Decouple Searching from Training: Scaling Data Mixing via Model Merging for Large Language Model Pre-training
Pith reviewed 2026-05-21 13:37 UTC · model grok-4.3
The pith
Merging models trained on separate data sources predicts optimal mixtures for LLM pre-training.
A machine-rendered reading of the paper's core claim, the machinery that carries it, and where it could break.
Core claim
DeMix trains component models on candidate datasets at scale and derives data mixture proxies via weighted model merging. This paradigm decouples search from training costs, enabling evaluation of unlimited sampled mixtures without extra training burden and thus facilitating better mixture discovery through more search trials. Experiments show it obtains the optimal mixture with higher benchmark performance at lower search cost.
What carries the argument
Weighted model merging of separately trained component models, which acts as a low-cost proxy for the performance that would result from training a single model from scratch on the corresponding data mixture.
If this is right
- More candidate data sources can be included in the search without a proportional rise in total training cost.
- Discovered mixtures produce models that score higher on benchmarks for both general and specialized capabilities.
- The overall compute budget for data-mixture optimization can be spent on more trials rather than repeated trainings.
- A large-scale, validated pre-training corpus with the resulting mixtures becomes available for further use.
Where Pith is reading between the lines
- The same merging proxy could be tested on data-composition problems outside pre-training, such as continued training or multi-domain fine-tuning.
- If the proxy remains accurate at frontier scales, it would allow systematic inclusion of many more niche data sources than current practice permits.
- Incremental or dynamic versions of the merge step might eventually support adjusting data ratios while training is still underway.
Load-bearing premise
The performance of a weighted merge of models each trained on a single data source accurately predicts the performance of a model trained from scratch on the corresponding data mixture.
What would settle it
Train one full model from scratch on a data mixture whose performance was previously estimated by merging, then compare its benchmark scores to the merged model's scores; a large gap would show the proxy does not hold.

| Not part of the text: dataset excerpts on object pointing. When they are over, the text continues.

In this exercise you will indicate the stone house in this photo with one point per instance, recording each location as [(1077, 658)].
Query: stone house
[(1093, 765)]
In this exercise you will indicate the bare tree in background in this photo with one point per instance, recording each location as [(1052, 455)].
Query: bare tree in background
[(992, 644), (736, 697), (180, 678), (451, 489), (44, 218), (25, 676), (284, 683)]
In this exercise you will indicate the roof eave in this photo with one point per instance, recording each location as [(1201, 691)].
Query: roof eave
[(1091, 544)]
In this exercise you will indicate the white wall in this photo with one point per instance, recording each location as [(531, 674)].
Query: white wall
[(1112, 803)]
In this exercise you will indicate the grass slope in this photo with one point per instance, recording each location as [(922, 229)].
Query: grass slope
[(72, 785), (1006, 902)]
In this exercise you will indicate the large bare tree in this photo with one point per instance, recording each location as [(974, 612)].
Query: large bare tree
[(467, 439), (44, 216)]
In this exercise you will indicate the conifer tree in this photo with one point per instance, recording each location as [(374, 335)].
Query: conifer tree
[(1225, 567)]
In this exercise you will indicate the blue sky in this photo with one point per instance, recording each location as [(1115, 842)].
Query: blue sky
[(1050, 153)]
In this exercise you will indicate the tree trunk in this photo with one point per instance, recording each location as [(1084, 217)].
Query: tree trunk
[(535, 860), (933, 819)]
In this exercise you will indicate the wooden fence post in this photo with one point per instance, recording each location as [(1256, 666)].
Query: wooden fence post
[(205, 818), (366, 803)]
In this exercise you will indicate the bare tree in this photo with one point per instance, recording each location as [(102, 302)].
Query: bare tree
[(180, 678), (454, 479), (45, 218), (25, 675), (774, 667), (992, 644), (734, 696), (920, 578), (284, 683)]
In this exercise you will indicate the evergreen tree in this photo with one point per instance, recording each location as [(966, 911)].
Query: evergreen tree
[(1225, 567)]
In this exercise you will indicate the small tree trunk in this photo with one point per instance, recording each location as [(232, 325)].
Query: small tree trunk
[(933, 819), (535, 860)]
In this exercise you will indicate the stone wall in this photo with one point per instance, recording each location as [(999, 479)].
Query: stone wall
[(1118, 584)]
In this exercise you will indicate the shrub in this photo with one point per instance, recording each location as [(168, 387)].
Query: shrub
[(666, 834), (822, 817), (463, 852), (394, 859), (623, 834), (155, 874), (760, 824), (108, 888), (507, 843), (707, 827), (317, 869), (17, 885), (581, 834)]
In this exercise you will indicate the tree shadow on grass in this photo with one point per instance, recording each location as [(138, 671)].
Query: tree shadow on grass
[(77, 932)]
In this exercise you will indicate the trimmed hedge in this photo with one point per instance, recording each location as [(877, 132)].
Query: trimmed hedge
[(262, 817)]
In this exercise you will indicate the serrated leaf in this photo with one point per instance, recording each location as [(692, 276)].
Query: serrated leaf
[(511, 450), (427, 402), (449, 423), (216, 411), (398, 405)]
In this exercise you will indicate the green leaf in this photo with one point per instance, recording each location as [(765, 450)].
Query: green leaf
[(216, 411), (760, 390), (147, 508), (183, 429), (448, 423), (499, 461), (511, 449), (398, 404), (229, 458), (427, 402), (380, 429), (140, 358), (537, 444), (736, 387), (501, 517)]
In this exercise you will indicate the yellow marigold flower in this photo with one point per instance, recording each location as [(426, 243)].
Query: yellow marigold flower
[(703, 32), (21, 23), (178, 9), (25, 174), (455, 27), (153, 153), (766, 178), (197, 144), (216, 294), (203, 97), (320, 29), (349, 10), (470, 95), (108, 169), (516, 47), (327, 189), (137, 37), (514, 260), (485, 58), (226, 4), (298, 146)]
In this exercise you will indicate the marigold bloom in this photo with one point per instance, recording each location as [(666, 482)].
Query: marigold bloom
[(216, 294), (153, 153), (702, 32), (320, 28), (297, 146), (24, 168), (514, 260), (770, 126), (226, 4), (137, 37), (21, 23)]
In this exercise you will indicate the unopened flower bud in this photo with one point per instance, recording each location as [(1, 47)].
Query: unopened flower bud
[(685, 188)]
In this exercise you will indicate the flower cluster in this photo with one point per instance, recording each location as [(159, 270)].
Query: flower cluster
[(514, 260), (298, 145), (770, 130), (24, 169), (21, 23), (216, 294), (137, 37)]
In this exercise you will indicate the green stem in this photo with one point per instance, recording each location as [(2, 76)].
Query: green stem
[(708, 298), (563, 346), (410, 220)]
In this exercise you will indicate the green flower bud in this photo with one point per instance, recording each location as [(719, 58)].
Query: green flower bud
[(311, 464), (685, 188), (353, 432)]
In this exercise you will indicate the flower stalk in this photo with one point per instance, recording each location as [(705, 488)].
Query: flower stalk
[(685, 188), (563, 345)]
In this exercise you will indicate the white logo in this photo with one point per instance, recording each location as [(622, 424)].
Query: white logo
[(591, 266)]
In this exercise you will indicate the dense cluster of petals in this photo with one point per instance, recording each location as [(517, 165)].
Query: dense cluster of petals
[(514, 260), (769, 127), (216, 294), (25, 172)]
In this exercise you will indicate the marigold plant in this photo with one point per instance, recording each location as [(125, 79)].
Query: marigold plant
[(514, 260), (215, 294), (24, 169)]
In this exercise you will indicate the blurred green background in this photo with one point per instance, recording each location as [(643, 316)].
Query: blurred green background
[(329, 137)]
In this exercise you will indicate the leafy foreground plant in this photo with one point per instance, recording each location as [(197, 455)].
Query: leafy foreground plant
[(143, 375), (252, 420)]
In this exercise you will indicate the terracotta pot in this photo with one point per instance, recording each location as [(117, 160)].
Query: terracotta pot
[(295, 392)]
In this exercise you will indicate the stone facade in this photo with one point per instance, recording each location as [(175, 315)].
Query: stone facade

read the original abstract
Determining an effective data mixture is a key factor in Large Language Model (LLM) pre-training, where models must balance general competence with proficiency on hard tasks such as math and code. However, identifying an optimal mixture remains an open challenge, as existing approaches either rely on unreliable tiny-scale proxy experiments or require prohibitively expensive large-scale exploration. To address this, we propose Decouple Searching from Training Mix (DeMix), a novel framework that leverages model merging to predict optimal data ratios. Instead of training proxy models for every sampled mixture, DeMix trains component models on candidate datasets at scale and derives data mixture proxies via weighted model merging. This paradigm decouples search from training costs, enabling evaluation of unlimited sampled mixtures without extra training burden and thus facilitating better mixture discovery through more search trials. Extensive experiments demonstrate that DeMix breaks the trade-off between sufficiency, accuracy and efficiency, obtaining the optimal mixture with higher benchmark performance at lower search cost. Additionally, we release the DeMix Corpora, a comprehensive 22T-token dataset comprising high-quality pre-training data with validated mixtures to facilitate open research. Our code and DeMix Corpora is available at https://github.com/Lucius-lsr/DeMix.
Editorial analysis
A structured set of objections, weighed in public.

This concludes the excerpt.